For some years now, I have been back in our central house in Rome to fill the role of the General Treasurer. This means that I have had the occasion to spend time before the mosaic in our chapel, which represents different episodes of the history of salvation. ALl of the characters walk on an earth made of clay, which contrasts with the golden luminosity of the background. In the center of the mosaic is depicted Our Lady while she is welcoming the announcement of the angel. Like all the other characters, the feet of the Virgin are on the red ground, but the arid clay under her feet is tinged with a florid green. What the Madonna touches even under one foot, blossoms. The power of the fruit that is born in her womb unlocks life and brings with itself everything that is around her into a new springtime. The world that sin had made into a desert returns to being a healthy garden. Can we imagine a human life more great, more fertile, more fulfilled than that of Mary? What is the secret of her fecundity?
Fecundity is a word inscribed in the profundity of man. I desire to be fecund, I want my life, my person, my action to generate something beautiful and to contribute to something great. Every life is called to bear fruit. Romance versions of the word for “happiness”, derived from felicitas in Latin, have in themselves the root of the word fertility, of generativity, bringing something to light. This is true also at the level of nature and we realize it in a dramatic way when this experience runs into obstacles: how much suffering have I encountered in couples who are not able to have children! How then can my life be fecund, happy, fulfilled?

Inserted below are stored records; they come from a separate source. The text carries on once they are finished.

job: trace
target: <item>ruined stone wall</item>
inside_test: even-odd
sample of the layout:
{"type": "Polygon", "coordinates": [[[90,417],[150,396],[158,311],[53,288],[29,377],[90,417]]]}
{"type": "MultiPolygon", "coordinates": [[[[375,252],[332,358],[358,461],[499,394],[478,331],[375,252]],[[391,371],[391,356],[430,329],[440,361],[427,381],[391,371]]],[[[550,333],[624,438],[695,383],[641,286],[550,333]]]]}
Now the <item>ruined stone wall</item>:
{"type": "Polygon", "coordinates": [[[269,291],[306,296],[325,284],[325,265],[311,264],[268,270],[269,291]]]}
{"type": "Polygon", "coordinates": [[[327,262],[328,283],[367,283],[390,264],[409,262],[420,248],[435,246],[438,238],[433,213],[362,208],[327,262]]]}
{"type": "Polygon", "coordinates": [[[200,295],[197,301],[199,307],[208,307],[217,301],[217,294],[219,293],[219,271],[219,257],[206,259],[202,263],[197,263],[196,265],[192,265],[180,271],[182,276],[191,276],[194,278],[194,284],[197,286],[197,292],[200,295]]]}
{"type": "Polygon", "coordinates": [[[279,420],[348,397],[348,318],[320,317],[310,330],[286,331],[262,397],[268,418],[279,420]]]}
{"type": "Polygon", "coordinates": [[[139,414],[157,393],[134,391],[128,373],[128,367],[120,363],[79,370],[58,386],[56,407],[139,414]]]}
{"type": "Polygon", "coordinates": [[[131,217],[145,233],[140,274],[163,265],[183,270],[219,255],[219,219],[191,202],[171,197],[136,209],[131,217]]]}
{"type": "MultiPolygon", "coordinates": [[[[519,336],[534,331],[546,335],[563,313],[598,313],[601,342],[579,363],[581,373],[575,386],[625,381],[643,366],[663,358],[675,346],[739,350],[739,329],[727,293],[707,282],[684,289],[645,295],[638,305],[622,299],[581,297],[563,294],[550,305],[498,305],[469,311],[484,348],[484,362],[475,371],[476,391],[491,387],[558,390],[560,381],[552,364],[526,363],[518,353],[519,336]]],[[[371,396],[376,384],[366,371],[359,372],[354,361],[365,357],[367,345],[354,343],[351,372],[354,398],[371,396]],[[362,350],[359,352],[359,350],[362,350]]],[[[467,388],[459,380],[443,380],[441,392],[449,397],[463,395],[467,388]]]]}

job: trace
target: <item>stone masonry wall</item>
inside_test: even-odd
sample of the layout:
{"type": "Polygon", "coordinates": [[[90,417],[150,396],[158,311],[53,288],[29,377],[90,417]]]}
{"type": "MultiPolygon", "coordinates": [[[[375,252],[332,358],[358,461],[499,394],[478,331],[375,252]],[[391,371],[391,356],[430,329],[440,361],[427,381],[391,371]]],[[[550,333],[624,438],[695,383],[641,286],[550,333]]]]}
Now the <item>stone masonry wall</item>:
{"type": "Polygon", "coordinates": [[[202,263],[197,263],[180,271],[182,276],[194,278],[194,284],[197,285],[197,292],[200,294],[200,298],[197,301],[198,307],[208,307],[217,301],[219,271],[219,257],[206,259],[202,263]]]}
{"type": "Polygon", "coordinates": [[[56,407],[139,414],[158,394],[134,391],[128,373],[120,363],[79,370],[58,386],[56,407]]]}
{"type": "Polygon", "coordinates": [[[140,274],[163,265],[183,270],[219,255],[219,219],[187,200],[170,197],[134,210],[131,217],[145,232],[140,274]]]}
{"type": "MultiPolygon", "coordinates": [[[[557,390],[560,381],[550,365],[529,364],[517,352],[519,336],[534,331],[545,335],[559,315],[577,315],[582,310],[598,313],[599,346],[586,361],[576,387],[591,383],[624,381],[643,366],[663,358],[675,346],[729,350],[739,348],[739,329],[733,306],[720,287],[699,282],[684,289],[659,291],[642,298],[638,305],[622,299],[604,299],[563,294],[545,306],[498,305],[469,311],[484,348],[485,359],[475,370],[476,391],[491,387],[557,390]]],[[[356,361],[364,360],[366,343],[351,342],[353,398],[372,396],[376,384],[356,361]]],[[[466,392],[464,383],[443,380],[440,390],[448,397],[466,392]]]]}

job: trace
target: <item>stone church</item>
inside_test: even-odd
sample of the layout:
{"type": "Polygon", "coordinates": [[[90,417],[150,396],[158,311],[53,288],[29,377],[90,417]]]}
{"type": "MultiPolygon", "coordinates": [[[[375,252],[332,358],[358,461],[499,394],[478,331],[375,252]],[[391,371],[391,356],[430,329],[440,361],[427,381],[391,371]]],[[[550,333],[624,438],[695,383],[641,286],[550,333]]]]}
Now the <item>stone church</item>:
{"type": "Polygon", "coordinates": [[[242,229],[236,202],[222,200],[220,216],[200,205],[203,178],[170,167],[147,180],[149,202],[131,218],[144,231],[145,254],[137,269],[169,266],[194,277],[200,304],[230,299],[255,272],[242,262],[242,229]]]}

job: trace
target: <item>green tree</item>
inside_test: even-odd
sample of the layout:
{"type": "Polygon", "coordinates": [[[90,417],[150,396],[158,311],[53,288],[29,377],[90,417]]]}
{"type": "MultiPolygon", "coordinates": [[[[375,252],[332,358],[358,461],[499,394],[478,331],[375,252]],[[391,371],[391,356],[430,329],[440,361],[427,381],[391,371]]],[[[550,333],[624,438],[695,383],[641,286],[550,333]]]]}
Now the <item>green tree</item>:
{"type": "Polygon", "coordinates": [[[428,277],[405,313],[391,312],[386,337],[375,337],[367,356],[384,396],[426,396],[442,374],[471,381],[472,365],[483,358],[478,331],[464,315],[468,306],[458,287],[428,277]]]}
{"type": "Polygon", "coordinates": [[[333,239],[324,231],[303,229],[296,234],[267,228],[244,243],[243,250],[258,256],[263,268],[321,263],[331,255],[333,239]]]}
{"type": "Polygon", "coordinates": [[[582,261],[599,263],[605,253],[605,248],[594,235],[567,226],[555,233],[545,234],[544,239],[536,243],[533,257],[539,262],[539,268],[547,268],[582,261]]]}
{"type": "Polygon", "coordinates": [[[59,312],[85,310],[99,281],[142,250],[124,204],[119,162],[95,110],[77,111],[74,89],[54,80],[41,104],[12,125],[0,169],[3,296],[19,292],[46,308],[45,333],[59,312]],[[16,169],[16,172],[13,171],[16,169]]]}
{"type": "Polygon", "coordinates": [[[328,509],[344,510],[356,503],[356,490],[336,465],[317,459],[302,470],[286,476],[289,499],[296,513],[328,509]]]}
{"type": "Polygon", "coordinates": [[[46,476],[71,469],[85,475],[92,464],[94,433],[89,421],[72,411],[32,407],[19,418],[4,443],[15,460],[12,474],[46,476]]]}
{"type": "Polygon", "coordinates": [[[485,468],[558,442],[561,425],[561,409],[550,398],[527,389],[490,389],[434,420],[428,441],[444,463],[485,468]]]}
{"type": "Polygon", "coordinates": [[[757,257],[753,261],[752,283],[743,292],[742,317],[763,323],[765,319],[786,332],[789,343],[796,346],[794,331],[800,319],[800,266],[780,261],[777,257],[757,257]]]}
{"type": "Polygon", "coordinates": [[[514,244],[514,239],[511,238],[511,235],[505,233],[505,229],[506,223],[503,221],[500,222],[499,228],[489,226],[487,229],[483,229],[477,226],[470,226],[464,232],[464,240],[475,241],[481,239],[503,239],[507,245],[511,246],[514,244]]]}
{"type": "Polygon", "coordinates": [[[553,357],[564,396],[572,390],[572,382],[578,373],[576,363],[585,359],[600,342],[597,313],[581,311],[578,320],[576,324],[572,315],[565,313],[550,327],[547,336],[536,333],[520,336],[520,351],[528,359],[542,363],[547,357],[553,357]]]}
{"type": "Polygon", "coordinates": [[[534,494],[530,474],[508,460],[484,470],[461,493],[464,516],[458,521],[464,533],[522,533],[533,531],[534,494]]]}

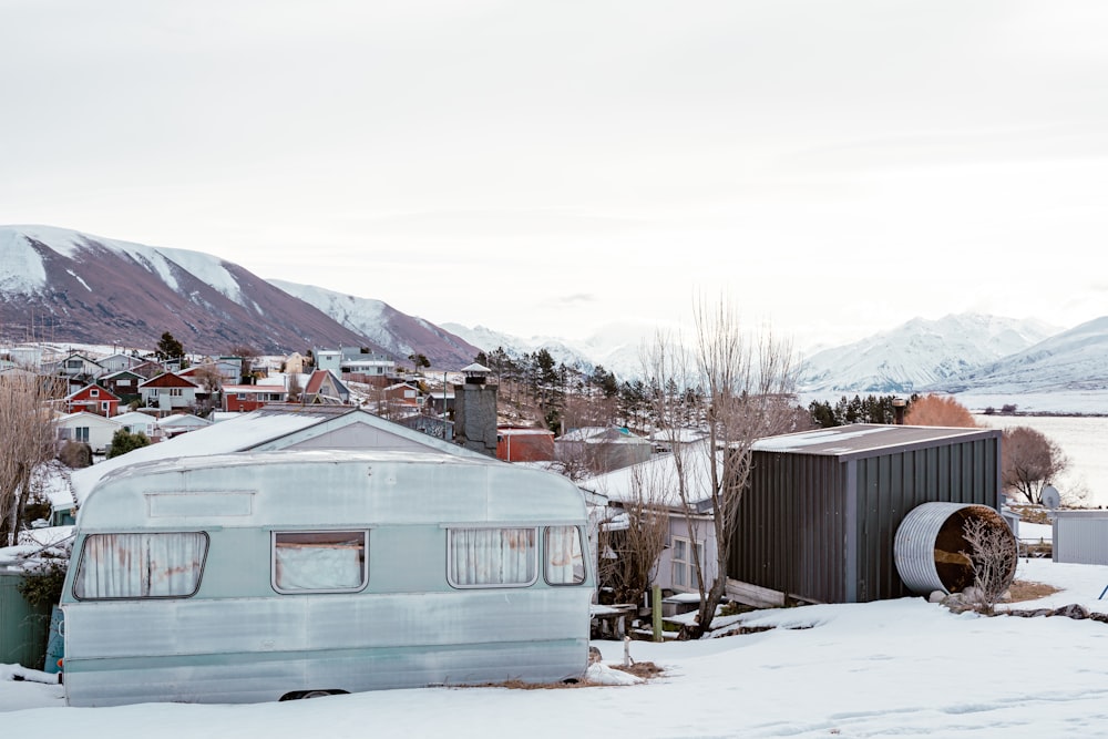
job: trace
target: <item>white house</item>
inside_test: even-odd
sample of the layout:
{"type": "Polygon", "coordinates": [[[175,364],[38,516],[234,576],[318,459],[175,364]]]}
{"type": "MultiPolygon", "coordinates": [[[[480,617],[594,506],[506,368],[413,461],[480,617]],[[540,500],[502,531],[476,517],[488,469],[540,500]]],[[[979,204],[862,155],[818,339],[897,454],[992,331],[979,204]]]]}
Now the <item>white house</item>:
{"type": "Polygon", "coordinates": [[[195,382],[173,372],[163,372],[138,386],[143,402],[160,411],[191,408],[196,404],[195,382]]]}
{"type": "Polygon", "coordinates": [[[123,424],[114,418],[78,411],[59,418],[54,428],[59,441],[80,441],[89,444],[93,453],[103,454],[123,424]]]}
{"type": "MultiPolygon", "coordinates": [[[[715,579],[717,542],[708,495],[706,442],[685,448],[686,476],[690,494],[688,505],[678,493],[677,465],[673,454],[659,454],[646,462],[589,478],[579,483],[584,490],[608,499],[606,516],[611,526],[633,525],[626,512],[640,504],[666,511],[669,525],[666,548],[658,557],[652,582],[675,593],[698,592],[694,548],[704,572],[706,587],[715,579]]],[[[604,524],[602,524],[604,525],[604,524]]]]}
{"type": "Polygon", "coordinates": [[[126,429],[129,433],[145,434],[151,441],[161,440],[162,432],[157,428],[157,418],[150,413],[131,411],[130,413],[113,415],[112,420],[126,429]]]}
{"type": "Polygon", "coordinates": [[[212,425],[212,421],[193,415],[192,413],[173,413],[157,420],[158,433],[166,439],[172,439],[178,434],[196,431],[209,425],[212,425]]]}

Mary’s greatness is encapsulated here: she nevertheless consented with her whole being to a word that announced a profound and unpredictable change in her entire existence.
Sometimes I try to imagine the mystery of the moment when the angel appeared before the Virgin Mary. That announcement certainly fulfilled a desire of her devout heart, but it also upset her plans as a betrothed woman, a woman of her time, her images of motherhood. The evangelist himself speaks of the Virgin’s confusion. She found herself on the threshold of a future whose boundaries she could neither foresee nor define. Mary’s greatness is encapsulated here: she nevertheless consented with her whole being – let it be done to me (Lk 1:38) – to a word that announced a profound and unpredictable change in her entire existence. And so the flesh of God blossomed in her womb. In this she found exultation, fruitfulness, and peace: all generations will call me blessed (Lk 1:48).
I recently read this sentence in a book by Father Mauro Lepori: “There is nothing ontologically more powerful than the silence that allows the will of the Father. The Mother’s yes made the whole event of Christ possible.” So what makes my life fruitful? Looking at Mary, I understand that the answer does not lie in my plans, my abilities, my efforts, or even the gifts I have received, but in my pure willingness to do what God asks of me now. An unreserved willingness, capable of consenting before calculating what He is asking me to give up, so that I may welcome the coming of Christ who wants to become flesh in my story. After all, what makes my life beautiful today simply happened to me; I did not achieve it myself. God gave me the grace to open myself to the newness He desired for my life, and so I was able to experience a peace that does not come from the fact that everything adds up, but from trusting in Another who knows how to bring about my true self.
Advent, the liturgical season of waiting, has already begun. Mary’s willingness was already eagerly awaiting to receive a Word. Advent is the time when we renew our expectation that the coming of Christ will become flesh in our lives, that it will tear them from their dryness and make them fruitful beyond all expectation. Waiting for that God made man to whom we can once again say our yes, thus allowing Him to make our lives flourish again: Behold, I am doing a new thing; it is about to bloom; will you not recognize it? (Is 43:19). In this privileged time, let us take up in a personal way the short prayer that Fr. Giussani taught us: Veni Sancte Spiritus, veni per Mariam. Where the Spirit and Our Lady are invoked, Christ is reborn, happens again, triumphs, in our lives and in the life of the world, as in Nazareth in the womb of his Mother.